The last few songs don’t cover much new ground — Fjottot (no idea what it means) brings us back to ELP. It has a bouncy circus-like sound with an almost hurdy-gurdy style background, like you caught Keith Emerson in a playful mood and then he realized you were there and abruptly stopped playing after a minute and a half of noodling around. It’s a little too short, but it’s fun while it lasts. Stiltje-uppbrott (“Lull Breakup”) returns to a solemn introspective mood, at least at first, then breaks into a rousing medieval-esque acoustic barrage complete with a very emphatic flute (back to Tull again). I’m guessing it’s about the lonely period after a romantic break-up (the “lull” between partners) where one is in a numb lethargy and then suddenly snaps out of it. The closing song Vattenpussar (“Water Kisses”) starts very softly with wistful sounding little chiming keyboard notes weaving with a lonely and bluesy electric guitar, building into a strange kind of jazz-rock-blues thing that I can’t exactly describe, with a horns section (at least they sound like horns) that verges on something from Frank Zappa’s Hot Rats album, or almost … then dwindles back to its soft beginnings … then ends. It was a good song to end the album on because somehow it just SOUNDS like a coda. But don’t ask me exactly how or why.
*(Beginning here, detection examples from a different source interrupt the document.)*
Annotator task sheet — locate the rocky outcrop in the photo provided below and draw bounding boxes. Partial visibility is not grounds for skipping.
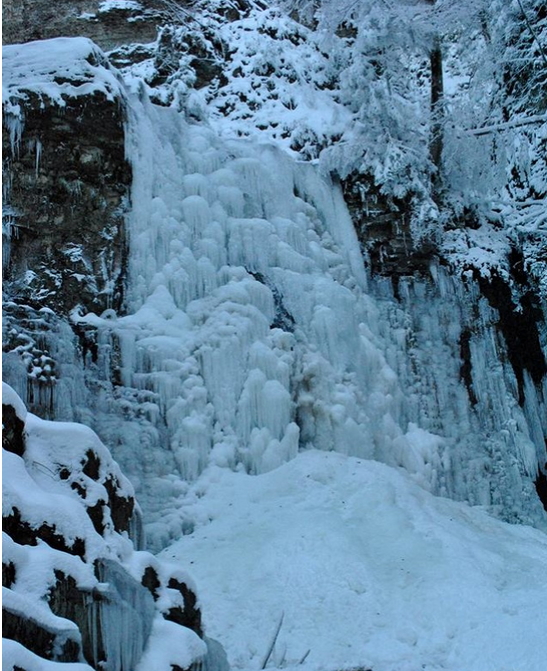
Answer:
[2,40,131,314]
[2,385,216,671]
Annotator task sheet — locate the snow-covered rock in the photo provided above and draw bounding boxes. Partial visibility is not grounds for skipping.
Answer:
[2,384,218,671]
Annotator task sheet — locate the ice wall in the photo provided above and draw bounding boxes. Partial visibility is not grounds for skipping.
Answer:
[66,91,545,547]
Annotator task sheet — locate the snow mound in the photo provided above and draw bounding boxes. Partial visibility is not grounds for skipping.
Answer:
[165,451,547,671]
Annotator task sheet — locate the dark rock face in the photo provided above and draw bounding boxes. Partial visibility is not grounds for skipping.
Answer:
[2,405,25,457]
[164,578,203,636]
[48,559,154,671]
[2,508,85,559]
[3,92,131,314]
[2,0,161,49]
[341,174,436,280]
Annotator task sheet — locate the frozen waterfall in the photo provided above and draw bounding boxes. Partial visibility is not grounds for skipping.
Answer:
[63,93,547,547]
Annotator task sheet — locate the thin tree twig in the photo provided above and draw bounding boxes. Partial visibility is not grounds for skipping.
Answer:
[260,612,285,669]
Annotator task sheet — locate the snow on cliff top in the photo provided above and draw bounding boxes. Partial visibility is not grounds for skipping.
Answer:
[2,37,122,113]
[165,451,547,671]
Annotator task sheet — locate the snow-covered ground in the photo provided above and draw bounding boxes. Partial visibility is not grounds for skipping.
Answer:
[162,451,547,671]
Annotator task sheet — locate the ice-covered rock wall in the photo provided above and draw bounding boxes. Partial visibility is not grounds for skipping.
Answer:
[74,85,546,545]
[7,25,546,547]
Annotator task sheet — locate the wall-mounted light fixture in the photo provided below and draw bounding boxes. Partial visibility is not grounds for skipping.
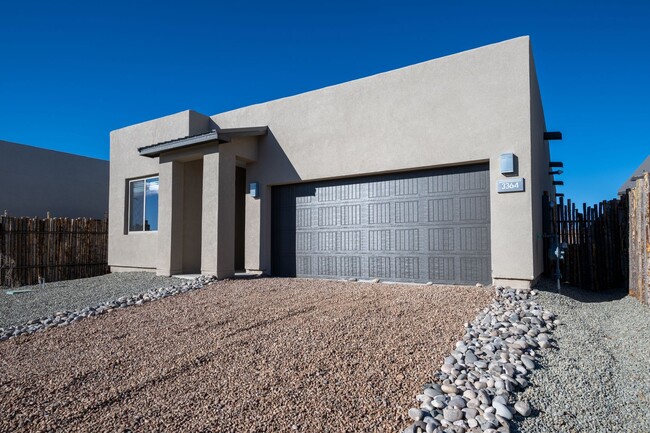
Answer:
[499,153,517,176]
[248,182,260,198]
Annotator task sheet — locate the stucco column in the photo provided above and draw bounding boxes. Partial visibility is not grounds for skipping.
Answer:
[201,145,235,278]
[158,158,184,275]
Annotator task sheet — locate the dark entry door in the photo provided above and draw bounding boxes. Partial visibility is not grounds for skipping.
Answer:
[272,164,492,284]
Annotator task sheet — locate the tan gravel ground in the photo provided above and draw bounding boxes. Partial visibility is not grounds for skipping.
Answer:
[0,279,493,433]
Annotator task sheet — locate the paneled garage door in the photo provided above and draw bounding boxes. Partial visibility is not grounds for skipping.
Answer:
[272,164,492,284]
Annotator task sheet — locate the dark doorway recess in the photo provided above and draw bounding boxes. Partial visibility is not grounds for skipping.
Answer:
[235,167,246,271]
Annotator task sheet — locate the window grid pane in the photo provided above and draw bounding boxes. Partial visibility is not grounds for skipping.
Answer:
[128,177,159,232]
[129,180,144,231]
[144,177,158,231]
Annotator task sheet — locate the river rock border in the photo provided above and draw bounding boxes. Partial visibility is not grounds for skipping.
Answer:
[0,275,217,341]
[403,287,559,433]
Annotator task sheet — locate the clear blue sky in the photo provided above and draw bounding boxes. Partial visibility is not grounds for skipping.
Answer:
[0,0,650,203]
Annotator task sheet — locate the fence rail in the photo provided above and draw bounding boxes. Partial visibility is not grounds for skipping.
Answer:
[547,197,628,291]
[0,216,108,287]
[628,173,650,305]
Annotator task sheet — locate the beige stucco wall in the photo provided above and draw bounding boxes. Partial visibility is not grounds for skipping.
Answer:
[212,37,543,284]
[0,140,109,218]
[108,110,210,272]
[109,37,548,285]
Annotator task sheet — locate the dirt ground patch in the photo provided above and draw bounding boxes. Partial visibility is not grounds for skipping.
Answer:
[0,278,493,433]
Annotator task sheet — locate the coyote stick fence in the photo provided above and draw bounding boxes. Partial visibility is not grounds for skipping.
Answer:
[628,173,650,305]
[0,216,108,287]
[547,197,628,291]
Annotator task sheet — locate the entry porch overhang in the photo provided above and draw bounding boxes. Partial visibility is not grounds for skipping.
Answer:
[138,126,268,158]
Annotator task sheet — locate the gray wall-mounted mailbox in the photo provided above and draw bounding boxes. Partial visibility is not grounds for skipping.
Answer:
[500,153,517,174]
[248,182,260,198]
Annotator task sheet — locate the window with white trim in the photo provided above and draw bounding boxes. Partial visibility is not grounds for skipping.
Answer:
[129,176,159,232]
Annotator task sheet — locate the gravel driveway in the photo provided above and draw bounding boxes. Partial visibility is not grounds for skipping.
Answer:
[0,272,184,328]
[517,281,650,433]
[0,279,493,433]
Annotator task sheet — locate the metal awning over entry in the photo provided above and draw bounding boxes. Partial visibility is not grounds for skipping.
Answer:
[272,164,492,284]
[138,126,268,158]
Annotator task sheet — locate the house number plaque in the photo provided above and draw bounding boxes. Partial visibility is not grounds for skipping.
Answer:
[497,177,524,194]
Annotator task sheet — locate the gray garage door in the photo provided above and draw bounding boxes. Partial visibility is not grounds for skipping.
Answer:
[272,164,492,284]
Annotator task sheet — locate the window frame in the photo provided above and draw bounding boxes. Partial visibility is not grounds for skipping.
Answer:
[126,174,160,234]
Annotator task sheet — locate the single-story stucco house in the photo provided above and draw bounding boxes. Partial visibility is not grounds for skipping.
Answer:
[0,140,109,218]
[108,37,555,287]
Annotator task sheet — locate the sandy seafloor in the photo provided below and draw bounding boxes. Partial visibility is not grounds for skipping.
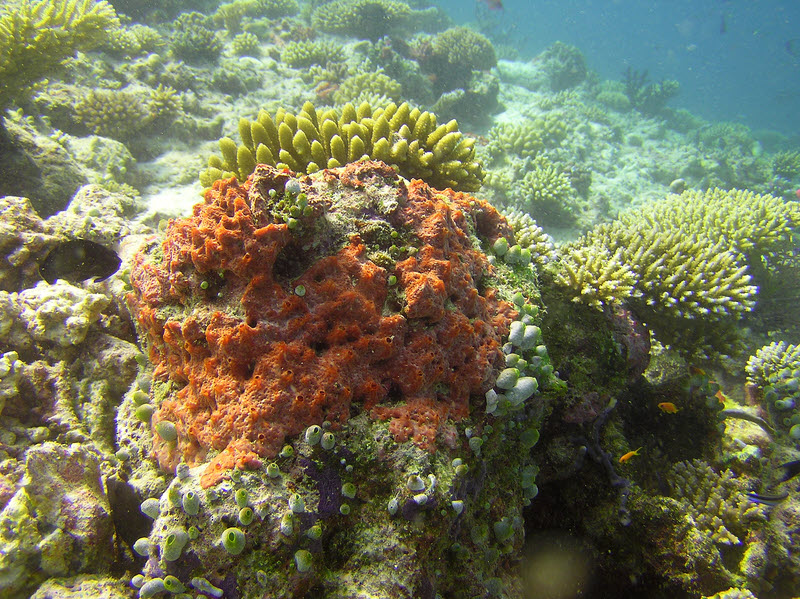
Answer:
[0,0,800,599]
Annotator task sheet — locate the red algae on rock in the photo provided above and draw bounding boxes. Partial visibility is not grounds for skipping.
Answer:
[129,162,516,484]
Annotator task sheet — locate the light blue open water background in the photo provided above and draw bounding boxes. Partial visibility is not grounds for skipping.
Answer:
[437,0,800,136]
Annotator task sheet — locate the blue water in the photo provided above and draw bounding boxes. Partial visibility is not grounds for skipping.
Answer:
[438,0,800,136]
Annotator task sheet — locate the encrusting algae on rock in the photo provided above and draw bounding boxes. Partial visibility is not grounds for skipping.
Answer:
[130,162,516,482]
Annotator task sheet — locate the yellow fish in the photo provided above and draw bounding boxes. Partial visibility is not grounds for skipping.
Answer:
[619,447,642,464]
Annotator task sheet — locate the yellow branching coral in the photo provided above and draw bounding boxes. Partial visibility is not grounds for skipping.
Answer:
[556,246,641,310]
[311,0,419,41]
[557,189,800,318]
[668,460,766,545]
[503,208,556,265]
[0,0,120,108]
[281,40,344,68]
[200,102,483,191]
[333,71,403,104]
[556,189,800,351]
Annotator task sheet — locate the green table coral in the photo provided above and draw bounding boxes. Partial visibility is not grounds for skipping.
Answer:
[200,102,483,191]
[0,0,120,108]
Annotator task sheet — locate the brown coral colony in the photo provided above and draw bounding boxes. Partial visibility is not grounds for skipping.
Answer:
[130,162,516,478]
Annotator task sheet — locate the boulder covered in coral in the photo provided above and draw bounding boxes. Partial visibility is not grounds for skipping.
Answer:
[126,161,552,597]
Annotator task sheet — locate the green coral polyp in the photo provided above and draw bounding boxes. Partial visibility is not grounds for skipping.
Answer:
[162,529,189,562]
[200,102,483,191]
[221,528,245,555]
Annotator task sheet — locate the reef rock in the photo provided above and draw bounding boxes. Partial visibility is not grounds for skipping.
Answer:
[126,161,552,597]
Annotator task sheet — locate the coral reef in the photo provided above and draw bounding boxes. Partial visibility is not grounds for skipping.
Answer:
[503,209,557,266]
[231,31,261,56]
[509,156,573,227]
[169,12,222,62]
[412,27,497,94]
[0,443,115,597]
[132,163,510,472]
[281,40,344,68]
[772,150,800,179]
[624,67,680,116]
[311,0,419,42]
[200,102,483,191]
[536,42,587,92]
[333,71,403,108]
[556,189,800,349]
[0,0,120,108]
[745,341,800,440]
[120,162,557,597]
[75,89,152,141]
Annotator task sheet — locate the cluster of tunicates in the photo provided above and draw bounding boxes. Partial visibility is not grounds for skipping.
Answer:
[486,293,553,416]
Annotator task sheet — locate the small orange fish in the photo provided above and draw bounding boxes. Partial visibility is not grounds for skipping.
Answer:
[619,447,642,464]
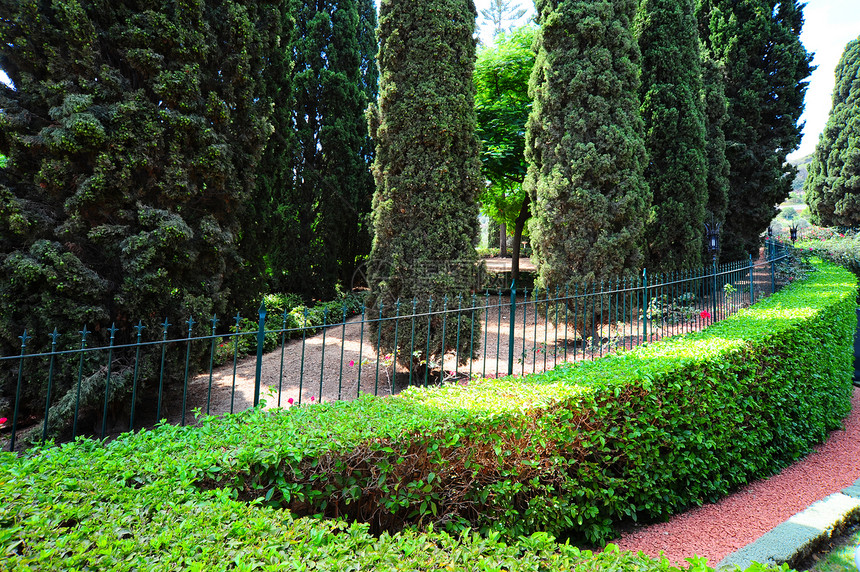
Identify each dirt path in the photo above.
[167,296,710,422]
[613,389,860,566]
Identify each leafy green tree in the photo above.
[475,26,537,280]
[368,0,482,374]
[702,54,729,253]
[481,0,526,37]
[804,37,860,227]
[0,0,281,434]
[525,0,651,302]
[636,0,708,272]
[698,0,813,260]
[270,0,376,297]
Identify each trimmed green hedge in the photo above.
[0,264,856,570]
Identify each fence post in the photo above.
[770,241,776,294]
[101,324,118,439]
[9,330,31,452]
[642,268,648,344]
[42,328,60,444]
[254,300,266,407]
[711,256,717,322]
[508,280,517,375]
[748,254,755,306]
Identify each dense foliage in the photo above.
[0,264,856,570]
[525,0,651,304]
[702,53,729,262]
[368,0,483,365]
[804,38,860,227]
[0,0,282,432]
[475,26,537,279]
[636,0,708,272]
[267,0,376,298]
[697,0,812,260]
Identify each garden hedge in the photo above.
[0,263,856,570]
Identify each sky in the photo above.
[475,0,860,159]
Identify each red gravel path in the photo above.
[612,389,860,566]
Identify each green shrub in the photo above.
[0,263,856,569]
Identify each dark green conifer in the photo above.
[702,54,729,255]
[804,38,860,227]
[525,0,651,290]
[368,0,483,370]
[636,0,708,272]
[0,0,280,428]
[270,0,376,297]
[698,0,812,260]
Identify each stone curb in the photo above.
[716,480,860,570]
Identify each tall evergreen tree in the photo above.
[636,0,708,272]
[0,0,280,428]
[368,0,483,370]
[271,0,376,297]
[698,0,813,260]
[702,54,729,252]
[804,37,860,227]
[525,0,651,300]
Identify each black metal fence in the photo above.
[0,241,791,450]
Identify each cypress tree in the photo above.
[699,0,812,260]
[702,54,729,252]
[636,0,708,272]
[271,0,376,297]
[368,0,483,374]
[0,0,277,432]
[525,0,651,291]
[804,37,860,227]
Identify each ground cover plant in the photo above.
[0,263,856,570]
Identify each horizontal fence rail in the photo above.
[0,241,791,451]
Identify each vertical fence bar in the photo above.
[439,300,448,381]
[299,305,310,405]
[41,328,60,444]
[508,280,512,375]
[155,318,170,423]
[206,314,218,415]
[337,304,346,401]
[469,292,478,382]
[373,302,387,395]
[9,330,31,452]
[180,316,196,427]
[391,298,400,386]
[319,307,328,403]
[72,325,90,441]
[355,304,366,398]
[407,297,418,387]
[128,320,144,431]
[484,288,490,378]
[230,312,242,413]
[749,254,755,306]
[254,300,266,407]
[642,268,648,343]
[424,296,434,387]
[564,284,570,361]
[101,324,117,439]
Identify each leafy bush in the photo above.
[0,419,784,572]
[0,263,856,558]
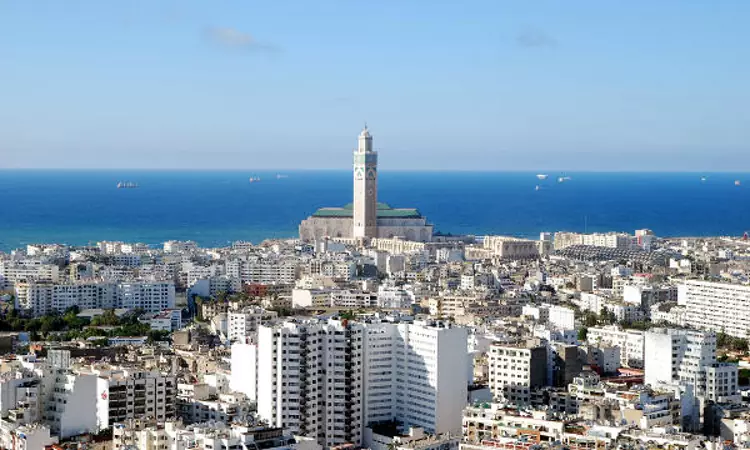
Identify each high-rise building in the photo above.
[257,320,364,447]
[644,328,739,403]
[489,340,547,406]
[352,125,378,238]
[678,280,750,338]
[299,127,433,242]
[250,319,469,447]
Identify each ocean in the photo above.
[0,170,750,251]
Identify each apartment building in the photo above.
[256,319,469,446]
[489,340,548,406]
[91,366,177,430]
[586,325,644,369]
[644,328,740,403]
[15,280,175,316]
[257,320,364,447]
[678,280,750,339]
[227,306,278,344]
[331,289,378,308]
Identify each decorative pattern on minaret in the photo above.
[352,125,378,238]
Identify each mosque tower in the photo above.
[352,124,378,238]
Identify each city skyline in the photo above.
[0,1,750,172]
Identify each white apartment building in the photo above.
[363,322,473,434]
[163,241,198,253]
[378,285,414,309]
[679,280,750,339]
[586,325,644,369]
[0,370,41,422]
[177,383,255,423]
[489,341,547,406]
[292,289,331,308]
[117,281,175,312]
[40,367,99,439]
[644,328,740,403]
[227,306,278,344]
[554,232,634,250]
[91,366,177,430]
[0,260,60,287]
[112,419,306,450]
[257,320,364,447]
[331,289,378,309]
[15,281,175,316]
[303,258,357,281]
[256,320,469,446]
[548,305,576,330]
[0,421,58,450]
[225,257,299,284]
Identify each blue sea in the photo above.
[0,170,750,251]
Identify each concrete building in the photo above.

For an album where most of the songs follow a similar theme, I’m a little surprised this review turned out so long. These are all basically guitar-based folk songs, aside from the one flute solo (which was basically a prologue to a guitar song). But there’s so much going on, so many different moods and textures and shadings of meaning, that it seems impossible to do it justice with a brief review. George might be able to pull that off, but I don’t think I can. This music was nothing totally new or unique, not even back in 1976, and they seem to borrow from a lot of other, more famous bands. Yet they mix these elements in a novel way, making it all somehow greater than the sum of its parts. I have no idea what freshly-baked bread or sea foam or buffalos have to do with the end of the world, but even if I don’t understand it, I still feel like I “get” it. This is not an album of certainties, it’s an album of nuances. In fact it’s so nuanced I think adding lyrics would just have been a distraction. It’s an amazing rainbow of moods and emotions and whimseys, and an ideal example of what a few competent musicians are capable of when they stop trying to explain life and the world and everything, and simply concentrate on making good music. This is an album of contemporary folk rock and that’s about it, so I suppose it’s nothing special. But not being special is what makes it so special. Thumbs up, 4 or 5 stars, whatever … just go listen to it. This is an album that should be heard, and heard often.